Colorado Parks and Wildlife has a message for those enjoying Ridgway Reservoir: Use your personal flotation device as required, or risk a ticket.
Watercraft entering state reservoirs must have a life jacket for every person aboard, and kids 12 and younger must be wearing them at all times. These rules also apply to hand-launched craft, such as paddleboards and kayaks, and adults on board must have a personal flotation device with them.
That hasn’t been happening reliably at Ridgway, CPW spokesman Joe Lewandowski said, and park management will be shifting from educating violators to ticketing them.
“The worry is people just don’t seem to be getting the message,” Lewandowski said Tuesday. “We talk about this every year. I don’t know if they think they’re bulletproof or what, but we still have a lot of people on these hand-launched crafts that aren’t wearing their personal flotation devices (PFDs), or even have them with them.”
In April, a paddleboarder, who fell from her board, had to be rescued by a passing boat; she told the boater that she was barely able to hang onto her board — and, Lewandowski said, she was not wearing a PFD.
Nor were any of the five people who drowned over the weekend at reservoirs across the state, Lewandowski said. According to CPW, two people drowned at Pueblo Reservoir and one each at Dillion, Antero and Chatfield reservoirs.
“The thing we worry about is people who go out and paddleboard,” Lewandowski said.
“A paddleboard is a watercraft. In Colorado, the regulation is if you go on a watercraft, you have to have the equal number of PFDs on board as people. We recommend that you wear your PFD and not leave it on the deck of your board or kayak.”
These crafts can capsize, particularly in high winds, and dump those aboard into icy lake water — the water temperature at Ridgway is 50 to 60 degrees.
“If you fall into water that cold, it doesn’t matter how good of a swimmer you are, you’re going to get in trouble. We’re really urging people to make sure they wear their PFDs and not just have them on their craft,” Lewandowski said.

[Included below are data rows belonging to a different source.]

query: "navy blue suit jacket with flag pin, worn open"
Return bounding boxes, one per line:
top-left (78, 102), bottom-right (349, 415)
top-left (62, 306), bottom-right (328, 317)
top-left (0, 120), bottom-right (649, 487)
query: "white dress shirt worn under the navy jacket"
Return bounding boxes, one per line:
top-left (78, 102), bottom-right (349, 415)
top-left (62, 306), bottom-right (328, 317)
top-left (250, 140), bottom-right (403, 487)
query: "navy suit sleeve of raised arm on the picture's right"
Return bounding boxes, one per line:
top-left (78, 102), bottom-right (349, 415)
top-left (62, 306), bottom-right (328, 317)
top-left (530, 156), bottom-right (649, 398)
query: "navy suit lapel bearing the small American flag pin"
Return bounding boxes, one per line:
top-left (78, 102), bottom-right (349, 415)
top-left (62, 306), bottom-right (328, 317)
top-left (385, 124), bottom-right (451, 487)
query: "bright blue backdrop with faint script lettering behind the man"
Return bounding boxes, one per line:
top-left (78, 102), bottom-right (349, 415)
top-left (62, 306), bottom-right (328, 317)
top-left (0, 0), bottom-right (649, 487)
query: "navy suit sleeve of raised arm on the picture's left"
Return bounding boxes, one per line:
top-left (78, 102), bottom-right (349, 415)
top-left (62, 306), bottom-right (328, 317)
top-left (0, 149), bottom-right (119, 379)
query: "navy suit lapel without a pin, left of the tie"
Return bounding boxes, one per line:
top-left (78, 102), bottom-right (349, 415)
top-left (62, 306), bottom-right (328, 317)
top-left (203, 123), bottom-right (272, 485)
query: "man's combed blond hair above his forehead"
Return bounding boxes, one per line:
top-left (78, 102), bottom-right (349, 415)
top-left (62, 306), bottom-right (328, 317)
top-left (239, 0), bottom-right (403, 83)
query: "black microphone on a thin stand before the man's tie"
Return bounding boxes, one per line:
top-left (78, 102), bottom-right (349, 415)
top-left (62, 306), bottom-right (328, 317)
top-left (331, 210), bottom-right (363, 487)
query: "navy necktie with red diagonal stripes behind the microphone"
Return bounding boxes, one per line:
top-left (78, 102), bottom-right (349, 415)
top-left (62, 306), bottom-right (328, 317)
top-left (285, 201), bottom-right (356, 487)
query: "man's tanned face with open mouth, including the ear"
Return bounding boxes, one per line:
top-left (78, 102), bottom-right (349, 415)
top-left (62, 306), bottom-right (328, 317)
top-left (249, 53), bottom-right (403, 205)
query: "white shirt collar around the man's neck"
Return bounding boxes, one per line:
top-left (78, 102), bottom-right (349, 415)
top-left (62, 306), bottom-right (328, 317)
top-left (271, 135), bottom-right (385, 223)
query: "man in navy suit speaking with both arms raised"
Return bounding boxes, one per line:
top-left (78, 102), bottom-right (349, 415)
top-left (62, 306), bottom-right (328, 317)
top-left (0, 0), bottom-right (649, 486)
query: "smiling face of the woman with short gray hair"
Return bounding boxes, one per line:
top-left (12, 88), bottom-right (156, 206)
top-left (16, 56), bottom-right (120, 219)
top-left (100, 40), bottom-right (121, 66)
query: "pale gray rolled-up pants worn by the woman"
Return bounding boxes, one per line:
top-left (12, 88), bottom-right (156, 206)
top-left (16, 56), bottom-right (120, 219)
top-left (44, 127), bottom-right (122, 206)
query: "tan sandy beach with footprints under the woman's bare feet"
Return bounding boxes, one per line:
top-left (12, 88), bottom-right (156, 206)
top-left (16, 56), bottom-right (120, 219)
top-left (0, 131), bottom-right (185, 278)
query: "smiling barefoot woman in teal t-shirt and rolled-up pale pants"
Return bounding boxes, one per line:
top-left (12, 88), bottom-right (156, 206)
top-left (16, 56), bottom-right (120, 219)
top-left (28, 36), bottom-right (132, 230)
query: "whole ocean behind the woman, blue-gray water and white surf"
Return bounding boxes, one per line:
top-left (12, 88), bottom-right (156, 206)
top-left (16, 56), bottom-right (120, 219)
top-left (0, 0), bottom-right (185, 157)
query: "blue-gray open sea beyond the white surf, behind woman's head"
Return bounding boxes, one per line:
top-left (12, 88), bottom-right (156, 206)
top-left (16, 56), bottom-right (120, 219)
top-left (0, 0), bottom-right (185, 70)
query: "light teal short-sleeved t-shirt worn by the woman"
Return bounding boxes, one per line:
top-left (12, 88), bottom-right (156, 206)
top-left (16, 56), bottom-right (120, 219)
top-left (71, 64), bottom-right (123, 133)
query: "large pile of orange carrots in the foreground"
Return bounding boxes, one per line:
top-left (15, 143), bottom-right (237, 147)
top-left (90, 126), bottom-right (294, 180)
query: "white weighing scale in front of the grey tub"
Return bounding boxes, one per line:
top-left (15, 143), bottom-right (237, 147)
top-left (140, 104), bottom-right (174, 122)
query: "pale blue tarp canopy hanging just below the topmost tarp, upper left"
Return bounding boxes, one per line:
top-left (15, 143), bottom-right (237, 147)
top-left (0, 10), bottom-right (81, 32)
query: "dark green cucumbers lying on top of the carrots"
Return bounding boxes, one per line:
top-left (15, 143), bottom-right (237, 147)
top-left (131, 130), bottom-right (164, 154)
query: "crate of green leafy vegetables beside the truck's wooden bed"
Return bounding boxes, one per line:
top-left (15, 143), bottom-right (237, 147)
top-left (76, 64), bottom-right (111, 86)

He pointed to a drowning on the Grand Mesa two years ago, of a paddleboarder, who fell off his craft. Responders found his PFD on the board.
Life jackets are not fail-safe, but they do even the odds of surviving after falling into deep, cold water.

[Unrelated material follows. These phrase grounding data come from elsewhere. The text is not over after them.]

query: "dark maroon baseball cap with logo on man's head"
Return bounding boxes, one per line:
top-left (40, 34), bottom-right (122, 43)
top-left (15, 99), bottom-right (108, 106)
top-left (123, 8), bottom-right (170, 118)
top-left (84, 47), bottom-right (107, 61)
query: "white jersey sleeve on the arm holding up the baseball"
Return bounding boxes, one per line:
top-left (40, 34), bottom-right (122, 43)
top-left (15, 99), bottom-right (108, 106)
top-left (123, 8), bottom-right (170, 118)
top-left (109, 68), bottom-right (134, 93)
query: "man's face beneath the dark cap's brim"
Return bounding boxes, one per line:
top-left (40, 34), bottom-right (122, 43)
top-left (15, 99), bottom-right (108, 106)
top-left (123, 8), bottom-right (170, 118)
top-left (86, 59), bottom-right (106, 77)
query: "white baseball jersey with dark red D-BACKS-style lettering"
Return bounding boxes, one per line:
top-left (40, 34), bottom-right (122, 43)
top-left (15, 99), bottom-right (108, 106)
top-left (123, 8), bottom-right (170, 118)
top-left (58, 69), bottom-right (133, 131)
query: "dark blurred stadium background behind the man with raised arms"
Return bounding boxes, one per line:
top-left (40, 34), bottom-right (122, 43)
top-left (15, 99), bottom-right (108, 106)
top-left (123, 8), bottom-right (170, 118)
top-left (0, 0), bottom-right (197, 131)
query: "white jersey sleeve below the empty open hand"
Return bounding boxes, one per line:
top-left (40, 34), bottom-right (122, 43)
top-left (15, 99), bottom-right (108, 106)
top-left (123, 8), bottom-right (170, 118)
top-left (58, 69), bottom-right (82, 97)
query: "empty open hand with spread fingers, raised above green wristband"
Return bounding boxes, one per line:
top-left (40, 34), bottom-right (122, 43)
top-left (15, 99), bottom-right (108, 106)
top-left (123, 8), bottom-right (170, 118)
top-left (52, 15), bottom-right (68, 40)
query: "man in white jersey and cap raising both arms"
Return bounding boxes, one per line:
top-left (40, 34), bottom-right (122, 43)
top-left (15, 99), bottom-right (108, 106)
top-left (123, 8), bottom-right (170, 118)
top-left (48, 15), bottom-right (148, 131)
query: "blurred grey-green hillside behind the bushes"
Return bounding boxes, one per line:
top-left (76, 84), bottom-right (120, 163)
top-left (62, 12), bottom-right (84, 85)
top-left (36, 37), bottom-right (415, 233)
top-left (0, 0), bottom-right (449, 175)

On Tuesday, a kayaker at Ridgway was blown off course and in her efforts to reach safety, became physically exhausted. She was almost pushed under the boat docks at the marina when CPW staff reached her and pulled her to safety. The woman was wearing a life jacket, Lewandowski said.
“Had she fallen off and not have had the PFD on, she would have really gotten in trouble,” he said.
A ticket for not adhering to PFD regulations comes with a $100 fine; Lewandowski said the hope is the fine will act as a deterrent and get people to take their safety more seriously.
“We are so worried about people ignoring this that we will start writing tickets if people aren’t wearing their life jackets (or when adults don’t have them aboard). We need to reinforce the seriousness of this. Tickets are a method that we will use,” he said.
The park can loan out a limited number of PFDs, which are thoroughly cleaned between users and held for 24 hours after each use, before going back into circulation. Inquire at an entry station or the visitor center.
As a reminder, social distancing and other steps to reduce the risk of spreading the novel coronavirus are required at the park.
“The weather has been very hot. A lot of people want to go out to the lake. People still need to observe physical distancing and wear masks when they’re close to a group of people,” Lewandowski said.
“We want people to get outside and take advantage of what we have, but you have to be careful out there."